See: http://www.brin.ac.uk/wp-content/uploads/2022/01/No-75-December-2021-1.pdf
The link is to the December 2021 edition of Counting Religion in Britain. Its first entry is about an opinion poll on what is acceptable when Jesus’s ethnicity is depicted. The poll was an online survey by YouGov of a national cross-section of 1,714 Britons carried out on 14– 15 December 2021. These were the headline figures:
- 58% of the public think Jesus is usually depicted in images as a white person and 22% as Middle Eastern.
- When asked which racial group he could be depicted as being from, 68% believed Middle Eastern was acceptable, 63% white, 44% black, 40% as South Asian, and 37% as East Asian.
The questions were also put to a sample of 1,023 black, Asian, and minority ethnic adults on 8–16 December 2021. In this case:
- 60% felt it acceptable to depict Jesus as Middle Eastern. In a sub-sample of respondents who were Christian, the result was the same.
More details, including full data tables, can be viewed here.
The linked article – Matthew Smith’s What race can Jesus be? – contains the following paragraphs:
“The image of Christ as a man with white skin and blue eyes would appear to be at odds with what is likely, given the biblical account of his family hailing from the Middle East.
Nevertheless, Britons are far more likely to say they usually see Jesus being depicted as White (58%) than Middle Eastern (22%).
This is despite the fact that a Middle Eastern Jesus is the one that makes most sense to Britons. Two thirds (68%) say it would be acceptable to depict Christ as having Middle Eastern racial characteristics, compared to only 9% who disagree.”
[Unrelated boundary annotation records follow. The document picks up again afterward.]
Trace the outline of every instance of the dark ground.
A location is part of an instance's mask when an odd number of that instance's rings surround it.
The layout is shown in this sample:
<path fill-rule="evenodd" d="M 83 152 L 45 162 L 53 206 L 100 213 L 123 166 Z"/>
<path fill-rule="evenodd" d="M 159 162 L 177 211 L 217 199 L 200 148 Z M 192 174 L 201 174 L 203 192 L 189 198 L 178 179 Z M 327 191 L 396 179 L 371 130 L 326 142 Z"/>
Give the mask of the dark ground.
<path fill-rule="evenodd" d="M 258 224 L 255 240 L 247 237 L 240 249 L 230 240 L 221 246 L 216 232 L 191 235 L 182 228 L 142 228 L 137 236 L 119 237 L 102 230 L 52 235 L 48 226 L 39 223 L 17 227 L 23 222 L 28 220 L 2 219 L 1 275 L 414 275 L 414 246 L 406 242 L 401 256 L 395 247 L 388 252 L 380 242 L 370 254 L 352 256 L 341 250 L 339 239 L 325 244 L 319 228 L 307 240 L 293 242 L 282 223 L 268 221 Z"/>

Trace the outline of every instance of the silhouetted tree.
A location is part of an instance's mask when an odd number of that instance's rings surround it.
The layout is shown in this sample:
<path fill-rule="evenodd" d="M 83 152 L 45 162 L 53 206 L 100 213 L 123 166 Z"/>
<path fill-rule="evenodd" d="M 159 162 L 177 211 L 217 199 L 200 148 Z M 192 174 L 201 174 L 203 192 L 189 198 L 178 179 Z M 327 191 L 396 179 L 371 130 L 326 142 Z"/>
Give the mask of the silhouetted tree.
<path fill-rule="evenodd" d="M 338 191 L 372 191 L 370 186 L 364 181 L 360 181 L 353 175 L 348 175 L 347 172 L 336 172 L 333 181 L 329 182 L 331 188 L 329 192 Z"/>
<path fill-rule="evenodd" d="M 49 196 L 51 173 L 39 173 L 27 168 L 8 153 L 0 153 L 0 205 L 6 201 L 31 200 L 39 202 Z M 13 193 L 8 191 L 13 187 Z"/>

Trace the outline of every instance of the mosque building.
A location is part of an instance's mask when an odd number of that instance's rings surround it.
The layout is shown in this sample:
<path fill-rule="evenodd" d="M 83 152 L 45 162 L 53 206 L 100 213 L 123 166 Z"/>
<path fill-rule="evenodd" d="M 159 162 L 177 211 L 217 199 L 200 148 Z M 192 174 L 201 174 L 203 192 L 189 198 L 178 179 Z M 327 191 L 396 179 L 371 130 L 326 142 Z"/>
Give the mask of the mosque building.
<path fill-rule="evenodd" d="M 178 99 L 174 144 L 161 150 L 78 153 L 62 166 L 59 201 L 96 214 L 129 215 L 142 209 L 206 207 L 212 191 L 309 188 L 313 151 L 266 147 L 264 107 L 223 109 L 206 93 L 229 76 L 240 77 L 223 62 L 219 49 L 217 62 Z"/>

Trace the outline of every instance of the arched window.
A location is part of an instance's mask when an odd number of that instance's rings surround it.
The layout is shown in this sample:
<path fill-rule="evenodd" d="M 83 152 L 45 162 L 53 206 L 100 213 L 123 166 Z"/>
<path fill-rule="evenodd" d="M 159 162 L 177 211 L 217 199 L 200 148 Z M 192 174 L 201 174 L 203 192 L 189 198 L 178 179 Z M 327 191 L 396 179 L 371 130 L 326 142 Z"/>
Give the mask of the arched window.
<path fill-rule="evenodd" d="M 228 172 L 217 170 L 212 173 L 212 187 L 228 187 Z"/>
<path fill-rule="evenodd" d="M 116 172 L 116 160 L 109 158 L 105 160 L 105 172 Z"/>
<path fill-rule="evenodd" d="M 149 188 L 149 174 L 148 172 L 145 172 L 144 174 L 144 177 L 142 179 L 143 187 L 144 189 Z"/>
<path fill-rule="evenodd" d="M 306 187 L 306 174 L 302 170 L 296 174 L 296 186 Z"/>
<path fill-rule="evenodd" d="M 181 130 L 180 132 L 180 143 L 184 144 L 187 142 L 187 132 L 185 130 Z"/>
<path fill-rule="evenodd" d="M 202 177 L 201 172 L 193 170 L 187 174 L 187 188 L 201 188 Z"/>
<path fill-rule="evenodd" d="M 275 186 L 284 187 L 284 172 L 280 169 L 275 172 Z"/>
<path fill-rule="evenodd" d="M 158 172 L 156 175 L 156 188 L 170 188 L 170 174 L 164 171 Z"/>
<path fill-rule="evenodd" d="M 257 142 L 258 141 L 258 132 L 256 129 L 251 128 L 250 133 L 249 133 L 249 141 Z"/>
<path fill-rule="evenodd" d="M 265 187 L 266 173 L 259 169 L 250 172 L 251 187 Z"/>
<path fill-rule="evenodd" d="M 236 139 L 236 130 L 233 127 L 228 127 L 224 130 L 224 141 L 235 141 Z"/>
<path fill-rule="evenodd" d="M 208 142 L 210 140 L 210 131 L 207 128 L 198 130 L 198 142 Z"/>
The article also gives age-related data. “There is a noticeable age difference on these two characterisations: while opinion is near identical across all ages for a Middle Eastern Jesus, younger Britons are less accepting of a White saviour (51% of 18-24 year olds, 61% of 25-49 year olds) than their elders (66-67% of those aged 50 and above).”
Some ideas for basing teaching on the research now follow.
- As with the representations of Muslims and Islam in the British media research, decide where to include the material in your curriculum. It could be in a topic on Christianity, Jesus, religion and the arts, or religion and social or community cohesion.
- Within a lesson, it also has various possible uses (introduction, main task(s), plenary, or summary). In the outline given below, the idea is that pupils will be initially engaged by images rather than statistics.
- You could begin by presenting a series of images of Jesus, varying by ethnic or other appearance, and asking pupils to respond to each. Where is it from? What is the artist trying to convey? What else strikes you? Which is most likely to ne historically accurate and why? In looking for images, you might start at Jen Jenkins’s superb RE:engaging collection of (mainly) Christian iconography from different traditions it/6AcFrY2 We are very grateful to Jen for this resource.
- Then introduce the YouGov poll, talking briefly through some headline data before giving pupils a more detailed datasheet to discuss in pairs or groups. Why do you think British people are much more likely to see Jesus depicted as White than Middle Eastern? Why is there a big difference between the Jesus most British people would expect to see and the depiction of Jesus that makes most sense to them? Why do you think younger people are less accepting of the idea of a White Jesus?
- Finally, take and discuss feedback of ideas from pairs or groups. This could precede a concluding discussion on why all this matters. Is it only a question of historical accuracy, or is more at stake? For Justine Ball, a dominant White depiction of Jesus “does not allow an opportunity for all children regardless of their background to see themselves in the teaching resources used and is something which suggests that a colonised curriculum is present in RE”. See Justine Ball, An approach to decolonising teaching about Jesus in primary schools.
Justine’s piece describes her own research in this area and makes practice recommendations, including that we should not only consider what we present, but what we leave out; that Jesus’s Jewish context should be referenced; and that “the artwork that teachers use should not only reflect the worldwide global nature of Christianity, but also reflect the multicultural nature of Christianity in the UK.”